Luxemburg was assassinated along with fellow revolutionary Karl Liebknecht. She died at the height of a post World War One leftist uprising in Berlin at the hands of German soldiers still supporting the exiled and defeated Kaiser Wilhelm II. The historian Isaac Deutscher described her murder as "Nazi Germany's first triumph", the celebrated playwright Berthold Brecht wrote a poem in her honour and Communist East Germany named a central Berlin square after her.
Most of the German left – ranging from Social Democrats to hard-line former East German Communists – have a special place in their heart for "Red Rosa". The notion that millions of her fans have been duped for 90 years by going on pilgrimages each January to a grave that does not contain her body was greeted with shock and consternation yesterday.

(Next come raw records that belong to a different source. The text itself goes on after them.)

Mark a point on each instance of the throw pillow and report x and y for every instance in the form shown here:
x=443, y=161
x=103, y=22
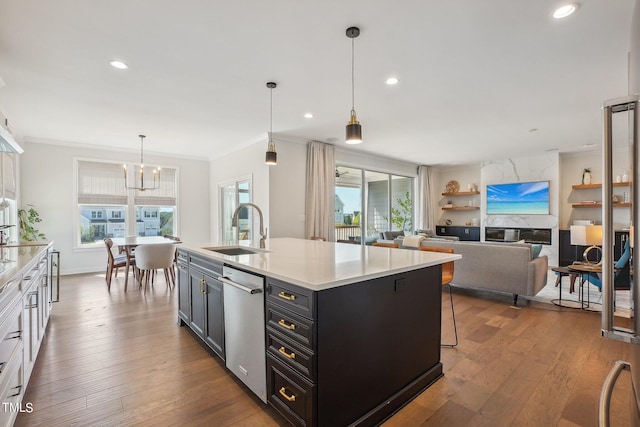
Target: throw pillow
x=535, y=251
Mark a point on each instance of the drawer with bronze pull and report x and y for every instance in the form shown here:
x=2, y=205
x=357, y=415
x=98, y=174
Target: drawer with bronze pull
x=290, y=393
x=294, y=298
x=290, y=325
x=297, y=357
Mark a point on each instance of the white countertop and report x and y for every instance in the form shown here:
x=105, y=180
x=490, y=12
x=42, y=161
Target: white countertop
x=15, y=259
x=318, y=265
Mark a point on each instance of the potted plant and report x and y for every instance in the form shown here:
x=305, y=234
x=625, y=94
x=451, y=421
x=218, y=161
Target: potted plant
x=28, y=219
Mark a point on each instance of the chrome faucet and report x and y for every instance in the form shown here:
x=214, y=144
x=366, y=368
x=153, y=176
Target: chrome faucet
x=234, y=222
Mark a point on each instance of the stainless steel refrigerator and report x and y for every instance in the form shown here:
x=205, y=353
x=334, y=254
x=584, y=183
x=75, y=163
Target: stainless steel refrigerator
x=615, y=109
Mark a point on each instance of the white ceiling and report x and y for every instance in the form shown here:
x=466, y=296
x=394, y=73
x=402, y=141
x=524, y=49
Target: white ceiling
x=475, y=76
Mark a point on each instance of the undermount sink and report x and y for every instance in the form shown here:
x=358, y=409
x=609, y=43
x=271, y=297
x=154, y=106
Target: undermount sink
x=235, y=250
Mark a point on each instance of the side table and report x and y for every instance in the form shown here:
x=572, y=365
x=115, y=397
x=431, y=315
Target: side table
x=573, y=275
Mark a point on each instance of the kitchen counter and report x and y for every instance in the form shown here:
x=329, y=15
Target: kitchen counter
x=318, y=265
x=14, y=259
x=325, y=309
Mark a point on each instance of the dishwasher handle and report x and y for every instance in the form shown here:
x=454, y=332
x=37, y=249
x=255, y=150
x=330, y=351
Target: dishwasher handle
x=239, y=286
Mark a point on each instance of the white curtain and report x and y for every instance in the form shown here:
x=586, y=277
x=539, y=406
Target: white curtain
x=426, y=198
x=320, y=194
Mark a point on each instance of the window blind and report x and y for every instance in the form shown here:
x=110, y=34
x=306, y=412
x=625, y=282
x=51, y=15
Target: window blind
x=165, y=195
x=101, y=183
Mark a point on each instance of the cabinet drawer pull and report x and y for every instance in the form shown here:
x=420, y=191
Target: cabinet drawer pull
x=283, y=393
x=14, y=335
x=283, y=351
x=19, y=388
x=288, y=297
x=290, y=326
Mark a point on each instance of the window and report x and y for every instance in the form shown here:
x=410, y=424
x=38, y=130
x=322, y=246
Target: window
x=9, y=211
x=231, y=195
x=368, y=203
x=107, y=209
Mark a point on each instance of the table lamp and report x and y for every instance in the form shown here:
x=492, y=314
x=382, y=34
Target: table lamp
x=588, y=235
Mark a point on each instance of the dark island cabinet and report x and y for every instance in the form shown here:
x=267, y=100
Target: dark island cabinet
x=352, y=354
x=184, y=307
x=201, y=299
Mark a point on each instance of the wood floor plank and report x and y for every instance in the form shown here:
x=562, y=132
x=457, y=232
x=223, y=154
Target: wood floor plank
x=119, y=359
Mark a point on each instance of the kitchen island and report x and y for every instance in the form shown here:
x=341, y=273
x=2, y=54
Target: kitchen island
x=25, y=307
x=351, y=333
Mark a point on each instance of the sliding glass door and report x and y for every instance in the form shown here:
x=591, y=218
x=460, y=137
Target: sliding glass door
x=368, y=203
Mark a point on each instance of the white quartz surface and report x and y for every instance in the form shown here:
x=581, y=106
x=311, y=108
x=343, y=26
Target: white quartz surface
x=321, y=265
x=14, y=260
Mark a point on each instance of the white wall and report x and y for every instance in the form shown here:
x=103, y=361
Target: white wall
x=47, y=182
x=287, y=188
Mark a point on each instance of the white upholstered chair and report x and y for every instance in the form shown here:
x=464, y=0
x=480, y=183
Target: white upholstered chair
x=152, y=257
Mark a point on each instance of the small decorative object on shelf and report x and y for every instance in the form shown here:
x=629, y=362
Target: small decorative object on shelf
x=453, y=187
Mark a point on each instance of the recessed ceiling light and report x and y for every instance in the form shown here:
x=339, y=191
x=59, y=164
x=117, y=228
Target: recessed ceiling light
x=118, y=64
x=566, y=10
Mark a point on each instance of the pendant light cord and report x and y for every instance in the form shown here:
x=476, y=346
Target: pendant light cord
x=353, y=90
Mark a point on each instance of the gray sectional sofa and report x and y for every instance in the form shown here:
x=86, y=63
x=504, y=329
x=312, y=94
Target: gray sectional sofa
x=514, y=268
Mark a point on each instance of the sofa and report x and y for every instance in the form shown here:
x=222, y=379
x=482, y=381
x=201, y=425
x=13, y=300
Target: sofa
x=515, y=268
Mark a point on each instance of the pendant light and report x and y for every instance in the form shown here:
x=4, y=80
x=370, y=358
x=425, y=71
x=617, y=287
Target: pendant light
x=271, y=157
x=156, y=172
x=354, y=130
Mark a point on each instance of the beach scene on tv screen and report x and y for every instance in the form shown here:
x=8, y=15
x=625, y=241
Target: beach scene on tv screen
x=519, y=198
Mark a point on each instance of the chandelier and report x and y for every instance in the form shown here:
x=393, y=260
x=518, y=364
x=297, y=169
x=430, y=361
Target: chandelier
x=156, y=173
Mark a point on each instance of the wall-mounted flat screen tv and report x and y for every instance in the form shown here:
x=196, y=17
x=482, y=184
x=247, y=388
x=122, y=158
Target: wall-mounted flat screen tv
x=518, y=198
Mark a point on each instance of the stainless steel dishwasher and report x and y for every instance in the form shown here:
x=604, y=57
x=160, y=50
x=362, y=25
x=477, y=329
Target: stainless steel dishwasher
x=244, y=328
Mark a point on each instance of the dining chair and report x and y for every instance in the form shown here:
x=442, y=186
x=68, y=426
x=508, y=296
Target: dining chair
x=114, y=262
x=385, y=245
x=152, y=257
x=447, y=277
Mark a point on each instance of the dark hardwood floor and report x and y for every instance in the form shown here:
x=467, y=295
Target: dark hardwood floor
x=116, y=359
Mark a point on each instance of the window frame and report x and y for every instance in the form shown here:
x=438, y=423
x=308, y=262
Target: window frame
x=129, y=215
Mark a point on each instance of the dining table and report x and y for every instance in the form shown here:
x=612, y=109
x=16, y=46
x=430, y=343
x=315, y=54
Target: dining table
x=128, y=244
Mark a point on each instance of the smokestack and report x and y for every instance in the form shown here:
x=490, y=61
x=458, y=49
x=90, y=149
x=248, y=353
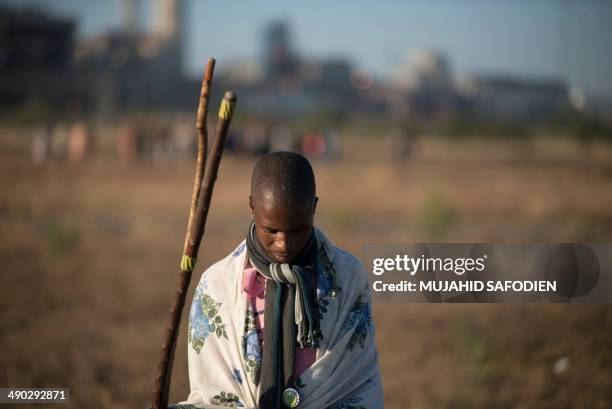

The Rosa Luxemburg Foundation said that it was "deeply dismayed" to learn that the body of an unknown woman appeared to have been passed off as Luxemburg. It blamed Germany's then Minister for the Army, Gustav Noske, for playing a " disgusting game with the dead" and urged the government of Chancellor Angela Merkel to "clear up the mystery and finally lay Rosa Luxemburg's corpse to rest".
Revolutionary heroine
*Imperial Germany's sailors started the mutiny that would lead to the end of the First World War. The German Kaiser was forced into exile and Rosa Luxemburg seized the moment and founded the German Communist Party.
*By January 1919, the revolution was turning violent and Chancellor Friedrich Ebert called in the Freikorps militia to crush the uprising.
*Decades after Luxemburg's death, the dissidents who helped to bring down the Berlin Wall were fond of quoting her maxim: Freedom is always the freedom of the dissenter.